Simultaneous film thickness and refractive index measurement using a constrained fitting method in a white light spectral interferometer.

Film is widely used in optoelectronic and semiconductor industries. The accurate measurement of the film thickness and refractive index, as well as the surface topography of the top and bottom surfaces are necessary to ensure its processing quality. Multiple measurement methods were developed; however, they are limited by the requirements of a known dispersion model and initial values of thickness and refractive index. Further, their systems are rarely compatible with surface topography measurement methods. We propose a constrained nonlinear fitting method to simultaneously measure the thickness and refractive index of film in a simple white-light spectral interferometer. The nonlinear phase extracted by the spectral phase-shifting is fitted with the theoretical nonlinear phase obtained by multiple reflection model. The constraints of nonlinear fitting are obtained by the interferometric signal of vertical scanning, reconstructed by the integration of the white-light spectral signal to avoid local minima. The proposed method does not require a priori knowledge of the dispersion model and initial values of thickness and refractive index, and its system is compatible with the vertical scanning interferometry (VSI) method to reconstruct the surface topography of the top and bottom surfaces of film.
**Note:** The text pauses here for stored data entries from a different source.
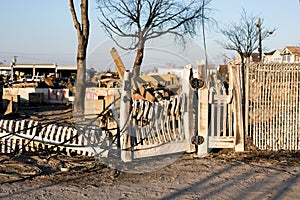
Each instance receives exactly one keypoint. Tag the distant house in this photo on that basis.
(272, 57)
(20, 69)
(253, 58)
(290, 54)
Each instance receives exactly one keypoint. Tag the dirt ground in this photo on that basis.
(220, 175)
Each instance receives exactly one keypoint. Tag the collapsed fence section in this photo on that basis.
(19, 136)
(274, 106)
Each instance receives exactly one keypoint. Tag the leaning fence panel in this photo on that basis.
(274, 106)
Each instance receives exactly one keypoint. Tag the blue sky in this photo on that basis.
(42, 31)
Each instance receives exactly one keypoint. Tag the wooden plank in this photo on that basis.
(160, 149)
(221, 142)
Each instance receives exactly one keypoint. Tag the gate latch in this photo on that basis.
(196, 83)
(197, 140)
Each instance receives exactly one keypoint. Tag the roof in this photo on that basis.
(293, 49)
(270, 53)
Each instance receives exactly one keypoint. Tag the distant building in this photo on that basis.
(290, 54)
(272, 57)
(20, 69)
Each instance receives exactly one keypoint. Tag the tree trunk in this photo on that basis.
(80, 83)
(82, 38)
(138, 59)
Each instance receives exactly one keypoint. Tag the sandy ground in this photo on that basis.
(219, 175)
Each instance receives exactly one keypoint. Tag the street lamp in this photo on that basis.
(13, 62)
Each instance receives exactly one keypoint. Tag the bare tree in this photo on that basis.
(82, 39)
(142, 20)
(244, 37)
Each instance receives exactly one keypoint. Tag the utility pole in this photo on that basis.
(13, 62)
(259, 40)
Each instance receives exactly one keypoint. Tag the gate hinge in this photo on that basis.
(197, 140)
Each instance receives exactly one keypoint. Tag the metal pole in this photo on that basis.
(259, 40)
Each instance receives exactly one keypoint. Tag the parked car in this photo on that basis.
(29, 78)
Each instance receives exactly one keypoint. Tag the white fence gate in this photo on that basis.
(274, 107)
(220, 113)
(155, 128)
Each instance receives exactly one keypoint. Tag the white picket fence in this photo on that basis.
(274, 106)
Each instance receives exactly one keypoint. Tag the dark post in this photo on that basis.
(259, 40)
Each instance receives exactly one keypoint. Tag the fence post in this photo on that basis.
(235, 84)
(203, 111)
(125, 125)
(189, 129)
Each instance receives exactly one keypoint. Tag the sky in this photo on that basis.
(42, 31)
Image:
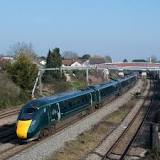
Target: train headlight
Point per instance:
(33, 123)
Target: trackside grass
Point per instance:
(87, 141)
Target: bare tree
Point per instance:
(108, 59)
(22, 48)
(153, 59)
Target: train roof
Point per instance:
(37, 103)
(102, 85)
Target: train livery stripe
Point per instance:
(22, 128)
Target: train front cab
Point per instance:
(28, 124)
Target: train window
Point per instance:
(27, 113)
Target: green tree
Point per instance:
(125, 60)
(54, 60)
(108, 59)
(23, 72)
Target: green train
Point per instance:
(42, 114)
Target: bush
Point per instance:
(23, 72)
(9, 92)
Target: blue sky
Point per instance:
(119, 28)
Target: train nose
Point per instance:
(22, 128)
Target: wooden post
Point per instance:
(87, 76)
(155, 137)
(40, 83)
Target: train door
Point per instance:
(55, 112)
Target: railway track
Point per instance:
(12, 148)
(119, 150)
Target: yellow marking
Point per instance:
(22, 128)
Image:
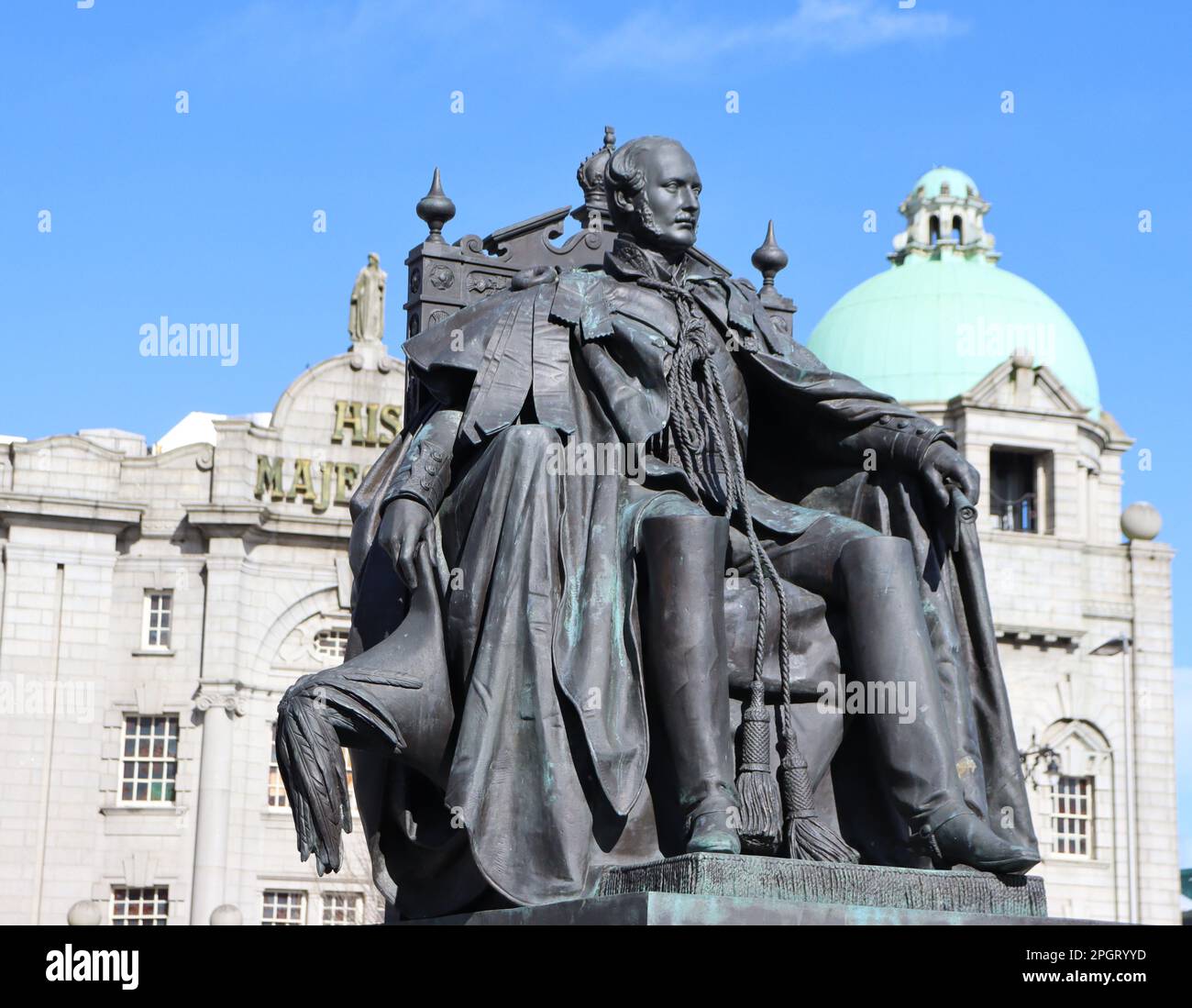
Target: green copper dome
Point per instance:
(945, 314)
(958, 183)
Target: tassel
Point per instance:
(807, 837)
(761, 804)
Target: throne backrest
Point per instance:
(444, 278)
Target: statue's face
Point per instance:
(668, 209)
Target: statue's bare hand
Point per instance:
(405, 526)
(943, 464)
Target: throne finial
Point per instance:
(436, 209)
(769, 258)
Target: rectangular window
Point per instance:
(149, 765)
(1072, 816)
(1014, 494)
(284, 907)
(277, 790)
(342, 908)
(146, 905)
(278, 798)
(159, 618)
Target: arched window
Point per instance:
(1074, 821)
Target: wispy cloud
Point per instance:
(670, 37)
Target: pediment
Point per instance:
(1018, 383)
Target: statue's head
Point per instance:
(654, 193)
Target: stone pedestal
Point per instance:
(722, 889)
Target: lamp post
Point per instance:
(1036, 754)
(1120, 644)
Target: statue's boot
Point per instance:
(892, 644)
(687, 666)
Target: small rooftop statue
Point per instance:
(366, 316)
(585, 614)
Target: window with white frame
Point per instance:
(146, 905)
(1072, 816)
(277, 794)
(284, 907)
(158, 626)
(149, 760)
(332, 643)
(342, 908)
(278, 797)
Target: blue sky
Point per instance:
(297, 106)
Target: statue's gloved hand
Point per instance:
(943, 464)
(405, 526)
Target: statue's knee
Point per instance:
(870, 550)
(527, 444)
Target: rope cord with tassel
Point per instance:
(698, 404)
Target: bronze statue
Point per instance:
(579, 668)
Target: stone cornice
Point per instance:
(72, 512)
(257, 519)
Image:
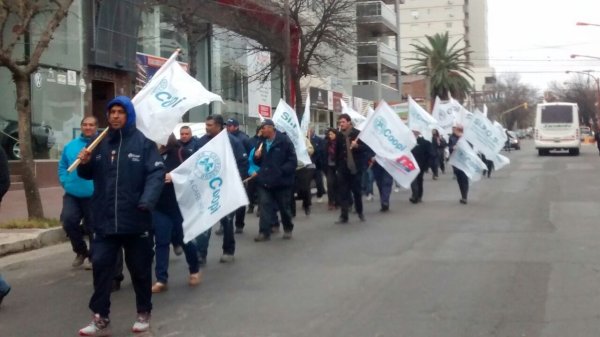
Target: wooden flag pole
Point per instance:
(90, 148)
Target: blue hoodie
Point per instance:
(128, 175)
(71, 182)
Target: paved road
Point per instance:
(521, 259)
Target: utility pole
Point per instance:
(287, 80)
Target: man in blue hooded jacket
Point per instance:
(128, 175)
(78, 192)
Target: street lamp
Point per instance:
(586, 56)
(597, 80)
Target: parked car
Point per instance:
(513, 140)
(42, 138)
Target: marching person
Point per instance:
(168, 221)
(351, 163)
(78, 192)
(461, 177)
(424, 155)
(276, 157)
(214, 125)
(128, 175)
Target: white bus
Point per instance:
(557, 128)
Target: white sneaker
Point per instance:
(142, 324)
(98, 327)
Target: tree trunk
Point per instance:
(32, 193)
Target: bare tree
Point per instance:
(304, 36)
(16, 19)
(514, 93)
(581, 90)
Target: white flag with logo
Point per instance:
(390, 138)
(483, 135)
(466, 159)
(162, 102)
(420, 120)
(285, 120)
(208, 186)
(358, 120)
(446, 113)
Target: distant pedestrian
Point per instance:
(128, 175)
(424, 154)
(4, 175)
(276, 157)
(78, 193)
(351, 163)
(461, 177)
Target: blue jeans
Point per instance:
(4, 286)
(203, 239)
(271, 200)
(384, 183)
(75, 209)
(164, 230)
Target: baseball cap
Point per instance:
(232, 121)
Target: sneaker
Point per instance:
(142, 323)
(87, 265)
(261, 238)
(97, 327)
(79, 259)
(226, 258)
(178, 250)
(159, 287)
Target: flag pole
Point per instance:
(90, 148)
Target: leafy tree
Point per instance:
(447, 66)
(16, 20)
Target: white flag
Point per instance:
(358, 120)
(208, 186)
(446, 113)
(392, 141)
(483, 135)
(162, 102)
(466, 159)
(305, 122)
(285, 120)
(420, 120)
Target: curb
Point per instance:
(45, 237)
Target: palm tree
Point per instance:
(448, 68)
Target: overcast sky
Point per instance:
(537, 37)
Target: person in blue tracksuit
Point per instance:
(128, 175)
(78, 192)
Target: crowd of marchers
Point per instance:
(122, 196)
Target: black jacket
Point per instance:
(423, 153)
(128, 175)
(278, 165)
(361, 154)
(4, 174)
(239, 152)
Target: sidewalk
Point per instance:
(14, 207)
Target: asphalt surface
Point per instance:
(521, 259)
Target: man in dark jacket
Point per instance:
(352, 157)
(319, 158)
(128, 175)
(423, 153)
(276, 157)
(214, 125)
(233, 127)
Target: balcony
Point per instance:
(375, 91)
(375, 18)
(367, 53)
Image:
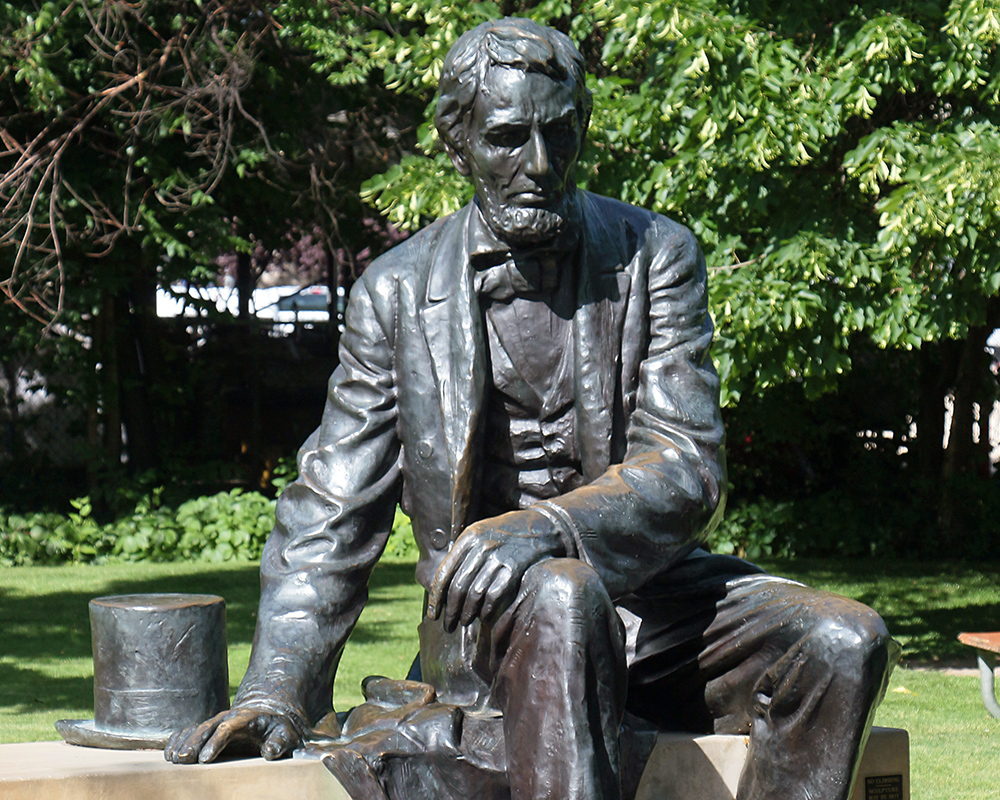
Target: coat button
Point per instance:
(439, 539)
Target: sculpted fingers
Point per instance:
(501, 587)
(477, 591)
(280, 741)
(184, 746)
(461, 582)
(244, 724)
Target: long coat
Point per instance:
(403, 417)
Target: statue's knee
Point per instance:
(566, 583)
(854, 639)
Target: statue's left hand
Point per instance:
(274, 735)
(484, 567)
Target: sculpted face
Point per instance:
(523, 140)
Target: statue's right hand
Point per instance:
(251, 729)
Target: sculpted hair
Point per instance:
(509, 42)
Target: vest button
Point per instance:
(439, 539)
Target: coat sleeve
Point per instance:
(646, 513)
(331, 524)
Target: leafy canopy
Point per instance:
(839, 162)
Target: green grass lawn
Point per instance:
(46, 669)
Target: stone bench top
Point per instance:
(685, 765)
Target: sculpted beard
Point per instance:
(521, 225)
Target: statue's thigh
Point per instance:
(704, 661)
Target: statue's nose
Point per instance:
(536, 155)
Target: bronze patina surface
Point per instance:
(530, 378)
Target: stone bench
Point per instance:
(682, 765)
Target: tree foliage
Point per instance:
(839, 162)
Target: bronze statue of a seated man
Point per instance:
(530, 378)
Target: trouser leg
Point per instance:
(557, 657)
(800, 670)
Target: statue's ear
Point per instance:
(458, 159)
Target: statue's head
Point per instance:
(513, 113)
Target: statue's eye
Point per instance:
(561, 132)
(508, 136)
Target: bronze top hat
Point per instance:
(160, 664)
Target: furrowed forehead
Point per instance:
(511, 96)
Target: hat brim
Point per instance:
(85, 732)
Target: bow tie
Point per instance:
(519, 273)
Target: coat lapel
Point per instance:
(602, 299)
(452, 328)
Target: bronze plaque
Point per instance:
(884, 787)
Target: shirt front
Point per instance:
(531, 451)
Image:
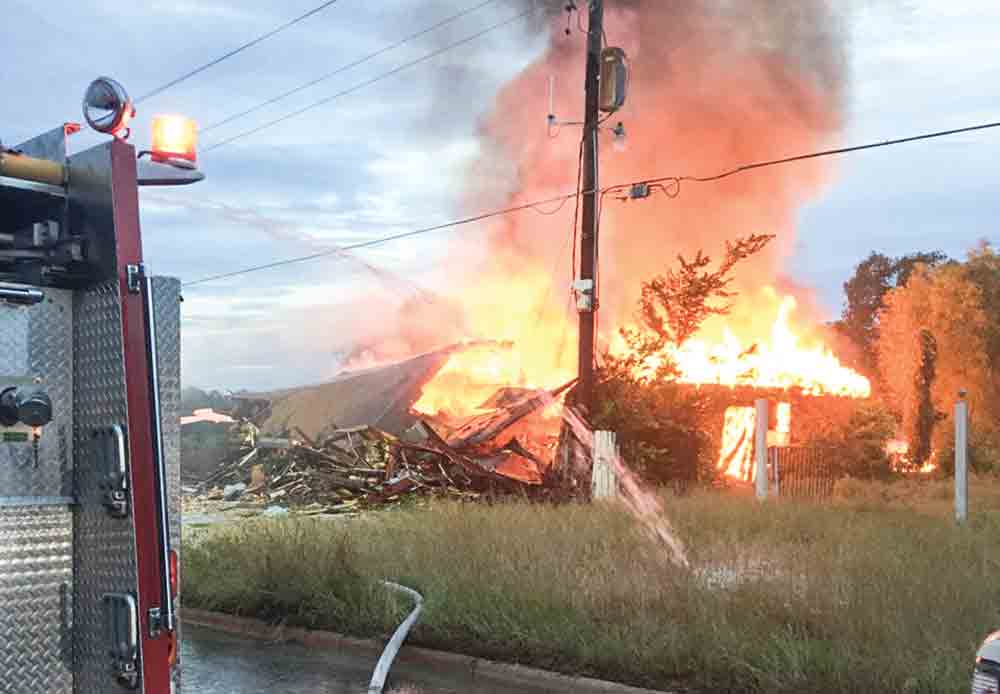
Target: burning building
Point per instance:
(713, 85)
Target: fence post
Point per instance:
(760, 449)
(604, 480)
(961, 458)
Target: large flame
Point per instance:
(783, 358)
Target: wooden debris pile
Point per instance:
(363, 467)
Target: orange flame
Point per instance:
(778, 360)
(736, 454)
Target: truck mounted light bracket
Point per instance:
(136, 274)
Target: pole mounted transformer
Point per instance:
(89, 397)
(605, 91)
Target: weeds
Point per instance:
(782, 597)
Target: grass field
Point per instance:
(861, 595)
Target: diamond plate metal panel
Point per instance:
(36, 345)
(104, 547)
(167, 315)
(36, 573)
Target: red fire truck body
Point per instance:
(89, 428)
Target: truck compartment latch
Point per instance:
(121, 613)
(111, 457)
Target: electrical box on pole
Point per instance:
(614, 79)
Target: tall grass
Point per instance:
(782, 597)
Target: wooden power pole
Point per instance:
(588, 302)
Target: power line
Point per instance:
(373, 80)
(385, 239)
(576, 194)
(346, 67)
(238, 49)
(812, 155)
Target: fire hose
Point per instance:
(396, 642)
(26, 168)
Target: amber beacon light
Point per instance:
(175, 141)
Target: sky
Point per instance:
(395, 155)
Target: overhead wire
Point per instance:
(239, 49)
(369, 82)
(376, 242)
(347, 66)
(603, 191)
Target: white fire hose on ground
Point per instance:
(396, 642)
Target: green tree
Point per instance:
(864, 295)
(661, 424)
(958, 306)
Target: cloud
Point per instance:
(392, 157)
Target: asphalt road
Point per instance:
(216, 663)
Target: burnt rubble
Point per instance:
(344, 470)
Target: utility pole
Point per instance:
(588, 236)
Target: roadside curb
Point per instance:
(480, 670)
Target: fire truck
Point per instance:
(89, 398)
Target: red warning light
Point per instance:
(175, 140)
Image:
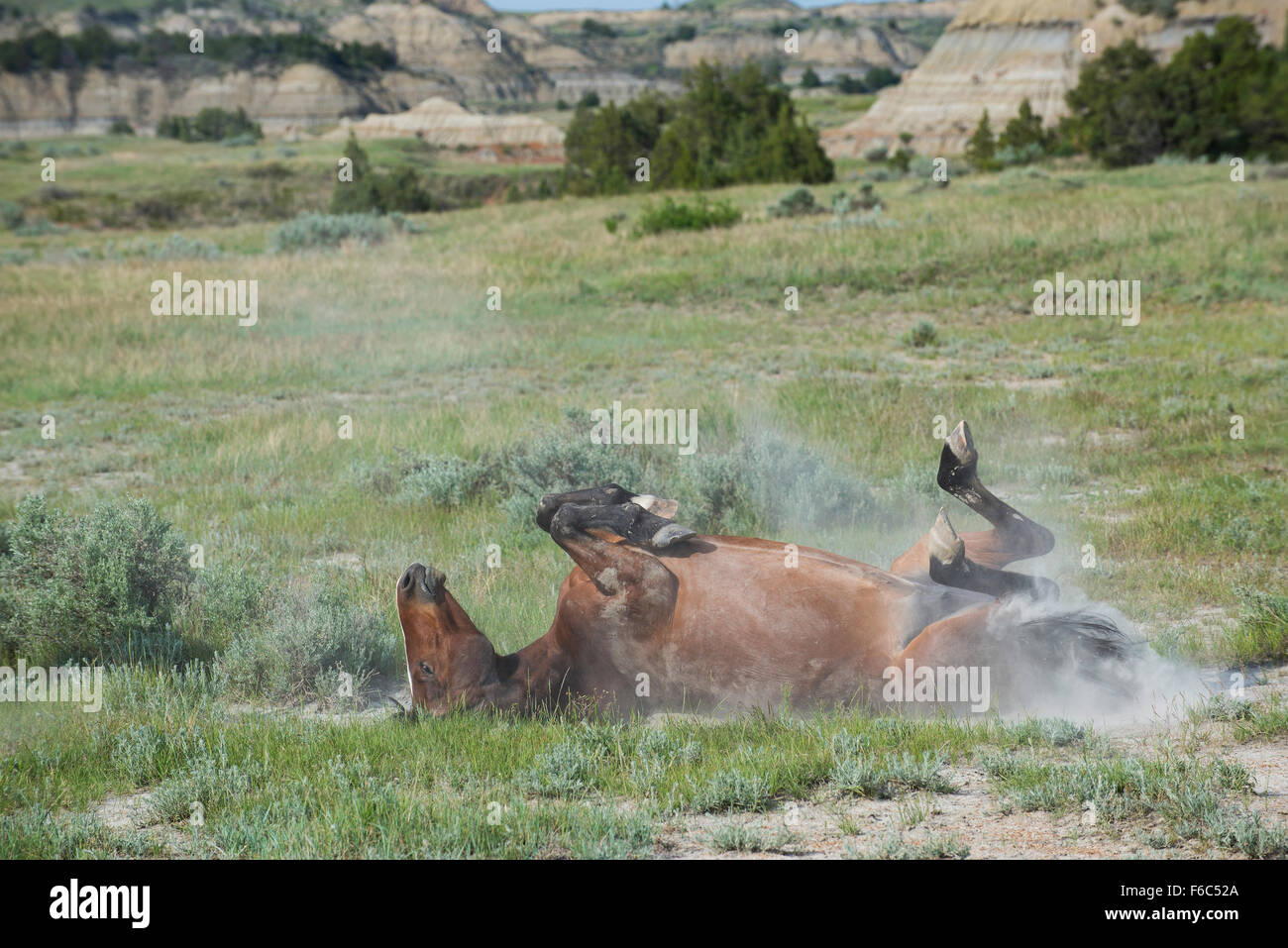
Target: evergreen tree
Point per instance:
(982, 147)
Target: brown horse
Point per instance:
(657, 618)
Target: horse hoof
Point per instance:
(945, 546)
(671, 535)
(957, 460)
(666, 509)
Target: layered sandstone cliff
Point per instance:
(996, 53)
(443, 123)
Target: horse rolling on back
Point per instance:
(655, 617)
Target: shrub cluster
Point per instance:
(107, 586)
(211, 124)
(729, 127)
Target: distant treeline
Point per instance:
(729, 127)
(46, 50)
(1222, 94)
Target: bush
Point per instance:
(797, 202)
(982, 147)
(699, 215)
(98, 587)
(399, 189)
(1222, 93)
(210, 124)
(313, 231)
(11, 215)
(172, 248)
(318, 630)
(729, 127)
(921, 335)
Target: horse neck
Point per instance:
(535, 675)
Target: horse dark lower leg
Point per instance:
(1013, 537)
(1016, 535)
(604, 494)
(638, 584)
(952, 567)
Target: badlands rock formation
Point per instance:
(443, 123)
(442, 51)
(996, 53)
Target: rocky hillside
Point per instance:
(438, 50)
(996, 53)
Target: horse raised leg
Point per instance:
(975, 559)
(639, 590)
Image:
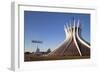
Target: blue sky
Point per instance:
(49, 28)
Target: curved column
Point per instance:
(77, 34)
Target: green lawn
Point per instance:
(46, 58)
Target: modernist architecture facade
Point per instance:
(74, 44)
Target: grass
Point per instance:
(46, 58)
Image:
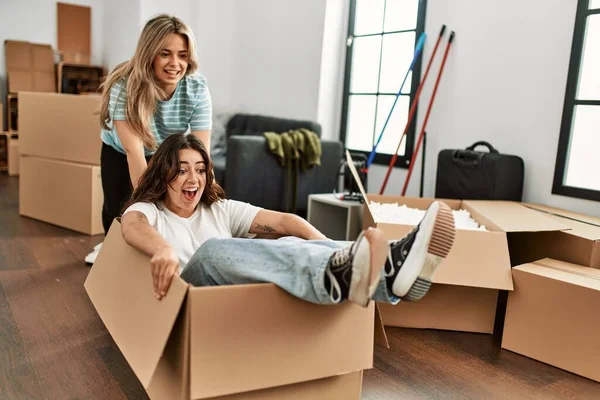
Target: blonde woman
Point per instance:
(144, 100)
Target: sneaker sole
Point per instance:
(362, 288)
(436, 233)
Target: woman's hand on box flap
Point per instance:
(163, 265)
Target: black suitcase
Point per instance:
(477, 175)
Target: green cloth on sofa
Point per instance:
(299, 147)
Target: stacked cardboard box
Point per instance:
(13, 155)
(60, 146)
(29, 67)
(239, 342)
(552, 315)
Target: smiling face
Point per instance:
(171, 63)
(185, 191)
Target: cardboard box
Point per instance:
(13, 156)
(61, 193)
(4, 151)
(466, 284)
(74, 32)
(580, 244)
(12, 112)
(75, 58)
(552, 316)
(240, 341)
(29, 67)
(60, 126)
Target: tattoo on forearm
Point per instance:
(140, 217)
(265, 228)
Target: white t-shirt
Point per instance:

Three SiO ₂ films with different thicknesses are measured, and the results show that the measured refractive index is within the theoretical value range of wavelength bandwidth and the measured thicknesses are closely aligned with the values provided by the commercial instrument. The measurement repeatability of refractive index reaches 10 ^-3 . Measurements on a polymer film demonstrate that this method is feasible for measuring the film without a priori information.